On atteint là une nouvelle conception de l’Histoire dont la Résurrection du Christ d’entre les morts soit la présupposition. « En conflit avec d’autres notions de l’histoire, on devra alors développer un ‘intellectus fidei resurrectionis’ qui rende capable de parler ‘chrétiennement‘ de Dieu, de l’histoire, de la nature » (TE). La Résurrection institue une Histoire, en analogie avec ce qui doit venir pour toutes choses. En montrant la voie à un événement à venir, elle institue une Histoire. La Résurrection ne peut plus s’expliciter en un lieu où les dieux se taisent (dans la science et dans l’histoire). Dans le cadre d’une métaphysique de la subjectivité, elle peut parler d’une foi pascale, et la Résurrection de Jésus en est alors une expression (dépassable).

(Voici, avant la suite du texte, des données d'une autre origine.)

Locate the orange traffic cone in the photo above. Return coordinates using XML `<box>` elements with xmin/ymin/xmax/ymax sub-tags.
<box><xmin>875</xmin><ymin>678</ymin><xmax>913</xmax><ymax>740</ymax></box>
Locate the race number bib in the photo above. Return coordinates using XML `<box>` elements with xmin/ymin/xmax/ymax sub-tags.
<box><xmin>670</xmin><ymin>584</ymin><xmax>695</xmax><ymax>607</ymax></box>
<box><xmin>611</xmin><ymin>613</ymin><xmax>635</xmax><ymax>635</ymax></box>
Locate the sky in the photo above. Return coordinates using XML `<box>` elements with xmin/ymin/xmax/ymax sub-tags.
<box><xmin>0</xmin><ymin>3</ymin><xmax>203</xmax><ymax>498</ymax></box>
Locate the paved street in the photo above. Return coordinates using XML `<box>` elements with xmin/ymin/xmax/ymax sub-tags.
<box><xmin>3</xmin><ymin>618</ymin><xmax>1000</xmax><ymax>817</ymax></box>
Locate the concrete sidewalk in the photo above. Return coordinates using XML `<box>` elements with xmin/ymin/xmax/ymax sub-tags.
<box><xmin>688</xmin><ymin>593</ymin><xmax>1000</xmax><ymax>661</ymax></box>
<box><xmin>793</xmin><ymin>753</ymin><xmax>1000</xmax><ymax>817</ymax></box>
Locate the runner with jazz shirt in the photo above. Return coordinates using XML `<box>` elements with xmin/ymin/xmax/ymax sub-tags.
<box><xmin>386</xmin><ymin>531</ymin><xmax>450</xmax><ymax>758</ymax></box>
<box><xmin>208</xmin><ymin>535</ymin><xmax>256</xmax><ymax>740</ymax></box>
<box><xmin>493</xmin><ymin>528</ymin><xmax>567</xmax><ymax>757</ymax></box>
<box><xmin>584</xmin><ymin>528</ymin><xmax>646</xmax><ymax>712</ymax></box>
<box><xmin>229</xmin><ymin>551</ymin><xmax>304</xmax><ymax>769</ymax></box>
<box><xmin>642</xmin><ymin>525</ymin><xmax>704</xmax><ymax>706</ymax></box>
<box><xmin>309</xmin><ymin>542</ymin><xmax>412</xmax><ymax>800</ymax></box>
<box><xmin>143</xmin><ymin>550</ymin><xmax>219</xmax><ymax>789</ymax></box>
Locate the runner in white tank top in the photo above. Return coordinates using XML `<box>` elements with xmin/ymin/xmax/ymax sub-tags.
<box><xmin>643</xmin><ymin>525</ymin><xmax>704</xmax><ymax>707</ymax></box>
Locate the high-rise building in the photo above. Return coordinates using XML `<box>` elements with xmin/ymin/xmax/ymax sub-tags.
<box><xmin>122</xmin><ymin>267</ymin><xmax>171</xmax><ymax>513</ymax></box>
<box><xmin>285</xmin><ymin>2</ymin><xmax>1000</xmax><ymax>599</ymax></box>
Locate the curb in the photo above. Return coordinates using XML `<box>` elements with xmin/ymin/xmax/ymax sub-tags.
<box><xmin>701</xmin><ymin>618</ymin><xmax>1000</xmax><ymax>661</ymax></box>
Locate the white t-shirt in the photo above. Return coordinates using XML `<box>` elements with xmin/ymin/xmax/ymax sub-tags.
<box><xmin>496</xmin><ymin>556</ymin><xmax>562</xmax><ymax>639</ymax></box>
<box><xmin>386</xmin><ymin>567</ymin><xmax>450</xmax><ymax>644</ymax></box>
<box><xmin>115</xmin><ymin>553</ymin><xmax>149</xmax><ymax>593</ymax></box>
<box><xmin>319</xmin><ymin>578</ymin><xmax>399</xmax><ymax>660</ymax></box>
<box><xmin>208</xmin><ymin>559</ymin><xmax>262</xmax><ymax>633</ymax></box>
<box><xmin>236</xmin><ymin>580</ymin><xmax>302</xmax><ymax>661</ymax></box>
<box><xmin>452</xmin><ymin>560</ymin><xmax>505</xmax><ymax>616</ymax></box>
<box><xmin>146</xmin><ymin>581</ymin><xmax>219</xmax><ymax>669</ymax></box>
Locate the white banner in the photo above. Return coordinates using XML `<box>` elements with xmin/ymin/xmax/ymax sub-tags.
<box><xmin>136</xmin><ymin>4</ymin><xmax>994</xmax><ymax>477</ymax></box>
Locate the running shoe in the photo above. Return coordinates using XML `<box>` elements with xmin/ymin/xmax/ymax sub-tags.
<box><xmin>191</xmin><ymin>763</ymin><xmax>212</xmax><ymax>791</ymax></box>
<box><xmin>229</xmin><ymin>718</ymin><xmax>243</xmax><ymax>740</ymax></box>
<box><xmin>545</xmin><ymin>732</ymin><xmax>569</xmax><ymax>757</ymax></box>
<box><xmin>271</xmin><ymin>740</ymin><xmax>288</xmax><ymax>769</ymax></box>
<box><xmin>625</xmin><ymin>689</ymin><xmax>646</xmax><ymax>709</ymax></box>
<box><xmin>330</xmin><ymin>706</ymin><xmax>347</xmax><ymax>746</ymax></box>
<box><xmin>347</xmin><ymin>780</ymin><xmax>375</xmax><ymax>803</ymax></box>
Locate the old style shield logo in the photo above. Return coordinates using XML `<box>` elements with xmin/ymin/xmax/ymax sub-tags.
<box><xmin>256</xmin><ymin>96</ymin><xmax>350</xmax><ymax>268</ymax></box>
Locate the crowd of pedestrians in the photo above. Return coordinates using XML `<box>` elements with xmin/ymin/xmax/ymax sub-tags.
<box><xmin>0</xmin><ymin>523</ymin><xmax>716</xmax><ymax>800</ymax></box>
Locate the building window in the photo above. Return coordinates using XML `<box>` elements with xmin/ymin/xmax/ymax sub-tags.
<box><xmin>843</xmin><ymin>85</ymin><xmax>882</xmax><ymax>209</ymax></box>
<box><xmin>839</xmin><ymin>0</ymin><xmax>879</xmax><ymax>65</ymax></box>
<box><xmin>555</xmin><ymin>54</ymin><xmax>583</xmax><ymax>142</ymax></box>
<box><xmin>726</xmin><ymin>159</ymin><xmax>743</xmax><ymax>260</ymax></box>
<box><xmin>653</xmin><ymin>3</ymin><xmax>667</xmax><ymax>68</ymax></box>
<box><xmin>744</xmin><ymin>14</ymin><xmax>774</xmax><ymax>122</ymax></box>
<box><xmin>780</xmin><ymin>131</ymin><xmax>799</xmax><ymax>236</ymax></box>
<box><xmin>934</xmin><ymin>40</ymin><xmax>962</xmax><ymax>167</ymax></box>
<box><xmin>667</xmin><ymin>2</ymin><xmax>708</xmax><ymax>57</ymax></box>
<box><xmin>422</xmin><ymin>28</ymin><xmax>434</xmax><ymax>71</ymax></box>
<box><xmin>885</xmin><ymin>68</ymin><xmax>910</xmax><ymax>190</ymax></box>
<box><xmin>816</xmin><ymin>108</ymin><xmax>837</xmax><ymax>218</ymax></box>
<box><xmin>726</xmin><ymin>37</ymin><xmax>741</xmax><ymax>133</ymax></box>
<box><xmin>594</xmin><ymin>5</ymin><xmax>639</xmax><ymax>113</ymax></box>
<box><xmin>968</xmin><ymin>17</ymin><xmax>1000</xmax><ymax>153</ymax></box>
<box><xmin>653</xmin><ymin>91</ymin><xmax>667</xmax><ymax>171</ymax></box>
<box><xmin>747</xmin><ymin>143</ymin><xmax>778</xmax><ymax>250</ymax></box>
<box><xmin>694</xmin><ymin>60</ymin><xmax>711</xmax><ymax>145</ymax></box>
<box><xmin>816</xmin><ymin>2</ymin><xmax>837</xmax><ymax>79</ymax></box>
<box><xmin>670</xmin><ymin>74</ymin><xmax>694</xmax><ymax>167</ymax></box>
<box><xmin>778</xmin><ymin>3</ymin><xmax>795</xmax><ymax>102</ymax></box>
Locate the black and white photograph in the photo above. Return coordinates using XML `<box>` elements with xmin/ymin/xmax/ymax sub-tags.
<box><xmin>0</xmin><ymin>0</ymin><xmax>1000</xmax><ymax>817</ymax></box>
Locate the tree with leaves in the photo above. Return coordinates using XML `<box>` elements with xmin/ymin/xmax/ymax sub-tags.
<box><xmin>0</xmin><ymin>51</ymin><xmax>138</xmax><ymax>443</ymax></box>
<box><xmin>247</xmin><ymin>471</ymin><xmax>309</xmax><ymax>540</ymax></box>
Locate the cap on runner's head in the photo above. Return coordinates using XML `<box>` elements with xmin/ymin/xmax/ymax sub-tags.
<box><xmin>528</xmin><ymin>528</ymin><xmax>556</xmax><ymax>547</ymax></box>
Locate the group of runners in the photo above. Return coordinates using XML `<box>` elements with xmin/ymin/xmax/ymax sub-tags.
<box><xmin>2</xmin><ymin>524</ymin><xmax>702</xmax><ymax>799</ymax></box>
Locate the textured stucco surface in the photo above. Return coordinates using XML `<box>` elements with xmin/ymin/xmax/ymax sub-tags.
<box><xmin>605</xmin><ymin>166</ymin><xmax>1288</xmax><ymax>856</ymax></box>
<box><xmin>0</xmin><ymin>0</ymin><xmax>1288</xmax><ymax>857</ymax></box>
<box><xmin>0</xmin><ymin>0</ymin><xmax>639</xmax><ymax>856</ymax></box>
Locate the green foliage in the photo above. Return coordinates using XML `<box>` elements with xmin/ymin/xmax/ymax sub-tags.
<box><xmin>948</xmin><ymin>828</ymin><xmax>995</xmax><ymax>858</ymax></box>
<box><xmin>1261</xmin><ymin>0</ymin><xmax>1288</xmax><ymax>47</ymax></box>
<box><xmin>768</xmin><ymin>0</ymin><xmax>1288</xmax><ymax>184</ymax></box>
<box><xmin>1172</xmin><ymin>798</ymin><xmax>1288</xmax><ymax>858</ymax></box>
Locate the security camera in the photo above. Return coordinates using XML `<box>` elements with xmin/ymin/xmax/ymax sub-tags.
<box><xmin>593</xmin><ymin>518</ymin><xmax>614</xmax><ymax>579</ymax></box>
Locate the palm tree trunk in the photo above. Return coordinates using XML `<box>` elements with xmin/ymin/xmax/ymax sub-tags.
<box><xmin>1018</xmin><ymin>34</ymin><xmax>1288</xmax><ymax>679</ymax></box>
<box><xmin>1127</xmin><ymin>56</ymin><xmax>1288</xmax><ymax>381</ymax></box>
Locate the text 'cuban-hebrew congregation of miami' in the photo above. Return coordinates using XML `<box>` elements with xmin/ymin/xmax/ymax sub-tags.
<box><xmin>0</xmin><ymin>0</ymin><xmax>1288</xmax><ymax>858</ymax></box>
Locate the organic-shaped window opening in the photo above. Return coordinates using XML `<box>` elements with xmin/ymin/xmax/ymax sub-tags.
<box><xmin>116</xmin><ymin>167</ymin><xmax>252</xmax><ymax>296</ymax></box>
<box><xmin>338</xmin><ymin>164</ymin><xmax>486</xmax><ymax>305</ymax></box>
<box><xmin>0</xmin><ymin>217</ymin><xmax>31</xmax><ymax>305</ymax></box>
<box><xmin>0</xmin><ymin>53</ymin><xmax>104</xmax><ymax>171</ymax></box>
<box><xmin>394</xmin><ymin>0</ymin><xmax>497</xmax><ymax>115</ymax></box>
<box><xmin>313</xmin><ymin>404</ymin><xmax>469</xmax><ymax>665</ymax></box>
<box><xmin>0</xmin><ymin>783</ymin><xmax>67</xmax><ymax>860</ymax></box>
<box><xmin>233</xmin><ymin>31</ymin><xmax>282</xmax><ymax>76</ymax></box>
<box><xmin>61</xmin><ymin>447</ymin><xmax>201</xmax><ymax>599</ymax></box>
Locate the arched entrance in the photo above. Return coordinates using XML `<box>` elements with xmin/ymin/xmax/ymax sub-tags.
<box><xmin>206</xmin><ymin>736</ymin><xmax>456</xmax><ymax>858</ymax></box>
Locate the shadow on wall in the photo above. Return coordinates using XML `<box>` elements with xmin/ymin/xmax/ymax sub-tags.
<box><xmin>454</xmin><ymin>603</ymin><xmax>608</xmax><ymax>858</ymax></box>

Mais dans ce cas sommes-nous en train de définir une Histoire pour les Chrétiens comme il y en aurait une pour les Juifs, une pour tel ou tel groupe ethnique ? Nous serions confinés dans le ghetto Église, et nous n’aurions rien à annoncer au monde. Loin de là, nous proposons une Histoire dans la catégorie eschatologique qui reprend à son compte toute l’histoire déjà là et à venir.
La théologie affirme la Résurrection au-delà d’une expression de la foi, et se trouve en procès avec d’autres conceptions de l’histoire et en conflit quant à la réalité de la Résurrection. C’est une lutte actuelle pour l’avenir de l’Histoire, pour les moyens de connaître, d’espérer et de travailler à cet avenir. La Résurrection est ainsi historique sous l’horizon de l’Histoire eschatologique, il est vain de chercher son historicité dans la notion ordinaire de l’histoire, qui, par essence, ne peut pas atteindre un tel événement.
Le débat n’est donc pas uniquement historique. Il engage celui qui pose la question de la réalité : que doit-il faire ? Que peut-il espérer ? Quel horizon d’avenir ?
La réalité de la Résurrection n’est pas sa matérialité. Les Évangélistes ont témoigné de visions en usant du langage apocalyptique juif déjà dynamité par Jésus (en le libérant de la Loi et en remplaçant son centre qui était la Torah par sa présence de Crucifié et Ressuscité). Ils ont annoncé le salut sous un horizon eschatologique qui ouvre l’Histoire de l’avenir de Dieu parmi nous et à partir duquel doit être relue toute l’histoire passée et présente.
Cette réalité n’annule pas la Croix mais au contraire l’illumine. C’est le Crucifié, homme parmi les hommes, qui a été ressuscité, c’est-à-dire est entré dans l’a-venir de Dieu, avec pour mission de rassembler l’humanité, mission qu’il a transmise à ses disciples : la vision qu’il leur a fournie de ses apparitions est intrinsèquement liée à son envoi dans le monde pour œuvrer à ce salut. Mais ce salut passe aussi par nous qui ne sommes pas dispensés de la Croix. C’est à travers notre pratique que nous pouvons découvrir la révélation qui nous est faite. Notre foi est d’abord un « suivre » qui nous engage, et non une croyance en des faits qui évidemment ne sont pas avérés dans la forme présentée mais dont le récit nous annonce le salut en Jésus-Christ.
Marc Durand
* Dans cette dernière partie, toutes les citations renvoient à la Théologie de l’espérance de J. Moltmann (= TE), Paris, éd. du Cerf, 1983.
(1) Le mot « histoire » peut se décomposer en deux significations (deux seulement pour simplifier). Histoire, avec un grand « H » désigne ce qu’on pourrait appeler la philosophie de l’histoire, les faits historiques sont des événements qu’il faut comprendre et situer, ce sens correspond à l’allemand « Geschichte » (« geschenis » : événement). Avec un petit « h », il s’agit de la science historique, de l’histoire comme objet de science, qui correspond au terme allemand « Historie ».